まだ鈴仙には何もあげれてなかったな、今度何かあげないとな……そう思いながら、本日四個目のお団子に手を伸ばした。
「ふふっ、沢山の物を貰ったわよ。例えばそう、」
よく噛んで飲み込むと、唐突に、胸が燃えるように熱くなるのを感じた。それはやがて体全体に広がり、脳に抗えない何かを植え付けつつ大きくなっていく。
「――液とか、皮膚とか、爪とか、毛とか……たーくさん、ね?」
「……ぅあ…………?」
抑えなければいけないと分かってるのに、心の奥で何かが疼く。頭がボーッとする。えーりんさんが小声で何かを囁いているが、内容は全然頭に入ってこない。
「ブン屋さんに撮ってもらった、貴方が風邪で寝こんでる時の写真も良かったわね……辛そうな表情も、赤い頬も、熱い体温も、アレを知っているのは私だけ……あの時は少し強めに配合しちゃったかと心配だったのだけれど、寧ろ少なかったかしらね。次回からは気をつけないと」
真夏の様に熱い。体が焼けてしまいそうだ。急いで服を脱ぐ。永琳さんも暑いのか、ほとんど下着一枚に近い状態だった。
「え、えーりんさん。いくらなんでも、そういうのはよくないとおもいます。ふくをきてください」
「大丈夫よ、だって私達は家族でしょう?それならこのくらい、何でもないことだわ」
「かぞ、く……」
「……まだ理性が残ってるなんて、抗体でも出来てきたのかしら……次からは別の薬にしなきゃ」
口全体を何か、温かく甘い物で包まれた。口内を侵されていく感覚。辛うじて先程食べた団子だと理解する。

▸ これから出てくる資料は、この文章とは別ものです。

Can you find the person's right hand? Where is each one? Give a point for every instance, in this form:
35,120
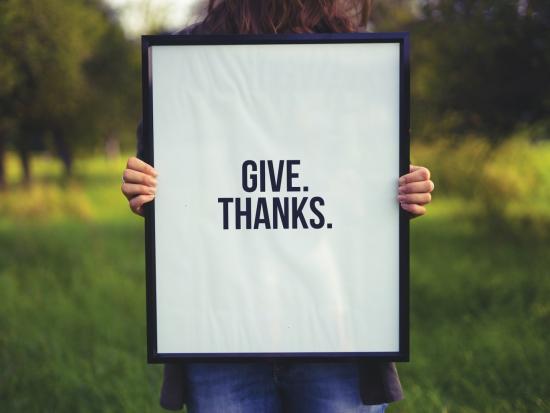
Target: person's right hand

「……ぷはっ…うん、やっぱり良く作れたわね、全然薬の味がしないもの」
ガンッ、と重いものをぶつけ合った様な音が響いた。床に隠しておいた、カーネーションの花が散らばっている。腰に鈍い痛みが走る。見上げると、永琳さんの綺麗な体が視界に入った。首元に、鋭い痛みを感じた。
「……いい?貴方は病気なの、これはそのお薬……私の言う通りにすれば、すぐに治るから」
全然意味が分からなかったが、はい、と答えた。永琳の言うことだから間違いはないのだろう。大人しく従えばいいのだ。